OpenCalais (OC) is a free service that we first mentioned six months ago and have mentioned several times since. This post from June, 2009 mentions some of the organizations using the service from Thomson Reuters.
In a nutshell, OpenCalais uses semantic technology and natural language processing to analyze text and add metadata by drawing out entities from documents, blog posts, news stories, etc. In some cases, ths type of data can identify or help identify relationships between people, businesses, etc.
A visualization tool might make OpenCalais even more powerful. For example in might be interesting for visualization tools like Muckety or NNDB Mapper and to quickly “see” relationships that might go unnoticed without OpenCalais or other services.
Sure, it would be wonderful if all web content could be analyzed by a human and then have high quality metadata associated with it.
However, that’s far from possible given the massive amount of content generated each minute of each day.
You can try OpenCalais yourself by typing or pasting text into the viewer box.
We entered the full text of last Saturday’s Weekly Presidential Address and got back lots of stats and commentary.
+ Topic (Labor) Worth noting that we did not put the title of the address in the viewer box. The title is, “President Obama Says Recovery Act Creating Jobs and Strengthening Economy”
+ Social Tags Labor, Unemployment, Presidency of Barack Obama, etc.
+ Entities including: Cities (Arcadia, FL) is mentioned in speech Holiday (He ends by wishing everyone a Happy Halloween
+ Continent America (well we’ll got it some slack, close but incorrect) +Industry Terms Clean energy, Less Energy (Good)
+ Province or State Florida, again accurate Finally, Events & Facts
+ Generic Relations (announce, Florida,United States, the largest set of) First we were puzzled. Then, by cursoring over the entry, we see that it’s Florida having the largest set of clean energy projects.
Btw, if you cursor over any of the entities you’ll find additional info.
For example, with Florida we find a relevance score and the lat/long for Arcardia, FL, the town mentioned in the address.
Although we did see it in our document, OC might also provide direct links to Wikipedia, CIA World Factbook, etc.
Overall, very good. But, it’s just one example and one example search does not make a service.
One question that we would we would like to get an answer to is why ThomsonReuters is providing free access to OpenCalais? Does it plan to charge for additional services in the future?
UPDATE: Krista Thomas from OpenCalais sent along the following goals in a Twitter message.
1) Better software faster.
2) Connect all the worlds’ business information.
For bloggers, OC offers a WordPress plug-in, a service for Drupal users and more. The WordPress tool analyzes blog postings, suggests, and even images from Flickr.

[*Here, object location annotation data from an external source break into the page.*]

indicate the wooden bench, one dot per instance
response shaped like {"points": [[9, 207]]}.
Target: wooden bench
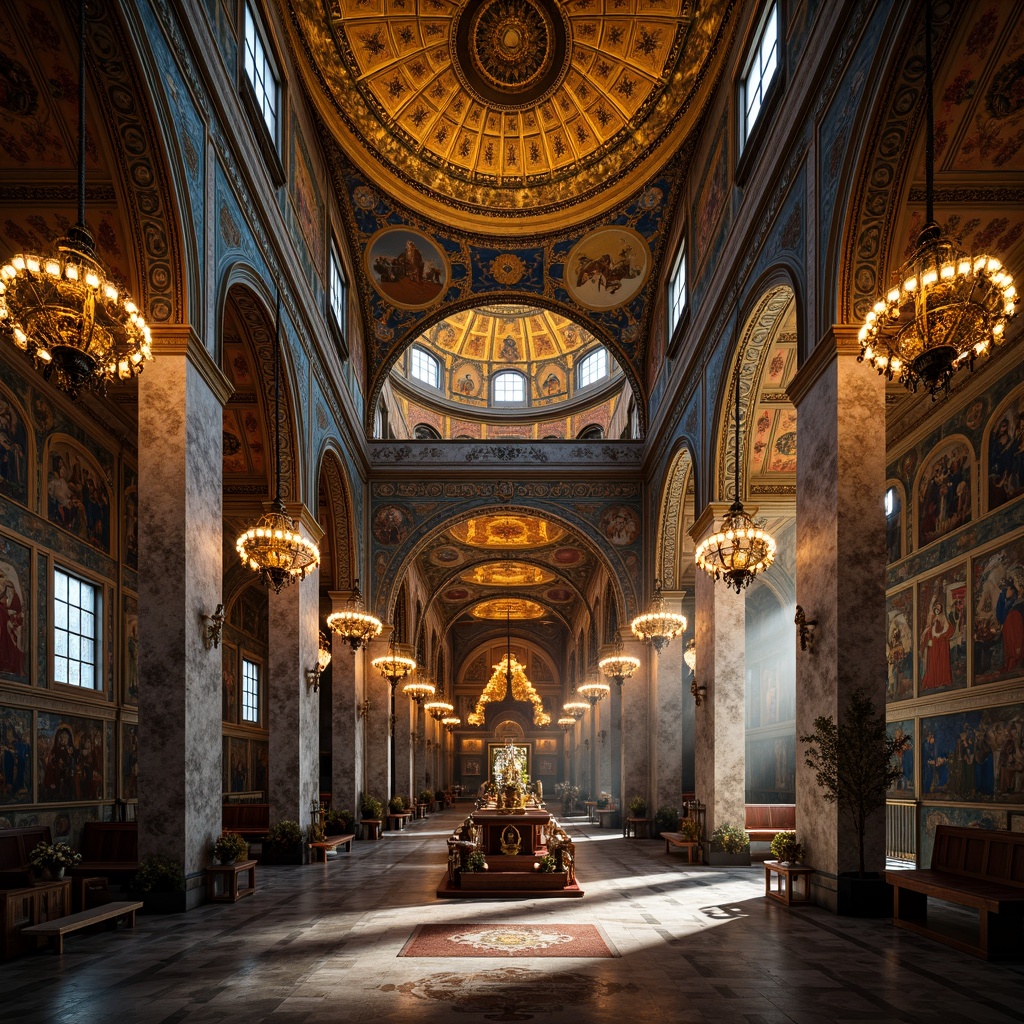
{"points": [[332, 843], [60, 927], [764, 821], [110, 849], [679, 840], [252, 821], [977, 867]]}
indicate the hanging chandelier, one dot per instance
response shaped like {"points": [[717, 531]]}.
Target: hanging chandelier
{"points": [[945, 308], [619, 666], [657, 626], [353, 624], [396, 664], [740, 549], [274, 548], [62, 310]]}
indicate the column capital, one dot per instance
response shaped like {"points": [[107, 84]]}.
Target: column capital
{"points": [[181, 339], [841, 340]]}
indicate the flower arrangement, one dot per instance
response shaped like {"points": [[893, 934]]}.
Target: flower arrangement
{"points": [[48, 856], [729, 839], [785, 849], [230, 847]]}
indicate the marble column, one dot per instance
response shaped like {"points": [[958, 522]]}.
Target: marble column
{"points": [[667, 699], [293, 708], [346, 696], [376, 727], [841, 572], [180, 543], [720, 732]]}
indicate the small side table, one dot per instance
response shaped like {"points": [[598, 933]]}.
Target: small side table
{"points": [[787, 876], [637, 828], [230, 890]]}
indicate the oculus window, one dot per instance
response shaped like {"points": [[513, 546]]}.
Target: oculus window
{"points": [[759, 72], [76, 631]]}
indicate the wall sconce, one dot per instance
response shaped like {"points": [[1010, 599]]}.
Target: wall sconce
{"points": [[805, 630], [323, 660], [214, 624]]}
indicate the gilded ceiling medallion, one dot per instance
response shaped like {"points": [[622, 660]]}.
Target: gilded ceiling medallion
{"points": [[507, 574], [507, 531], [506, 607]]}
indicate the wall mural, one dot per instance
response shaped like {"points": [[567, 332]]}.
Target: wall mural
{"points": [[15, 756], [944, 491], [70, 758], [13, 451], [942, 631], [15, 586], [997, 582]]}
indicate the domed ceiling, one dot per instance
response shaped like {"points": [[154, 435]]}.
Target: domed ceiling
{"points": [[511, 108]]}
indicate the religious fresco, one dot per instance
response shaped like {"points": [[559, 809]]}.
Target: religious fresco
{"points": [[78, 495], [15, 610], [899, 645], [70, 758], [129, 761], [944, 489], [1005, 453], [903, 787], [407, 267], [942, 631], [997, 583], [606, 267], [130, 622], [974, 756], [13, 450], [15, 756]]}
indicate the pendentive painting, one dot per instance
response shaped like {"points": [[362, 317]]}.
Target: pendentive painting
{"points": [[15, 756], [974, 757], [78, 497], [15, 588], [998, 613], [13, 450], [899, 645], [70, 758], [942, 631], [1006, 453], [944, 491]]}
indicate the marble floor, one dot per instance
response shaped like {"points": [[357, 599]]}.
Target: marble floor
{"points": [[321, 943]]}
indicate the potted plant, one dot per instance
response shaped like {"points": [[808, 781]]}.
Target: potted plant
{"points": [[854, 763], [50, 859], [229, 848], [729, 846], [283, 844], [160, 883], [785, 849]]}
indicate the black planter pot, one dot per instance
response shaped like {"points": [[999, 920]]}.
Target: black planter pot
{"points": [[865, 895]]}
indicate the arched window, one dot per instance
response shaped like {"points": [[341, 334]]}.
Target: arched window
{"points": [[592, 368], [510, 388], [425, 368]]}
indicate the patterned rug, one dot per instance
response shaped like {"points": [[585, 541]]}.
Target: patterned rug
{"points": [[507, 940]]}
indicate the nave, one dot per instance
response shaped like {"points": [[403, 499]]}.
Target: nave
{"points": [[322, 943]]}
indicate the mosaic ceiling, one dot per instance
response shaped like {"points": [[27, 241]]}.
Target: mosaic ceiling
{"points": [[511, 107]]}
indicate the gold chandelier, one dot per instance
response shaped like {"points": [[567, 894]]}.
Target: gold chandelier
{"points": [[355, 625], [273, 547], [619, 666], [945, 308], [657, 626], [740, 549], [62, 310]]}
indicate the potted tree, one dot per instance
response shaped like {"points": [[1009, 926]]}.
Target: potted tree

Other services have technology that draws out indexing terms, descriptors, etc. but OpenCalais appears to be much more sophisticated. Somewhat similar is Silobreaker news search Silobreaker’s algorithm draws out entities from stories and then make them clickable or searchable. It also offers a couple of cool visualization tools.
Krista Thomas from OpenCalais recently gave a presentation to the San Diego Software Industry Council. Krista’s slides are available online. The charts on pages 4 and 5 are difficult to read so we’re trying to get copies to share..
At the present time
+ 18,000 Developers
+ 20+ Publishers
+ 50 Apps and Services Created
+ 4 million docs processed daily
Again, you can try OpenCalais yourself by typing or pasting text into the viewer box.
Finally, here’s one more OC example using the content from this post.
Overall, it’s easy to see how this service could be of value to both the individual blogger but even more so to publishing companies with a non-stop stream of of content.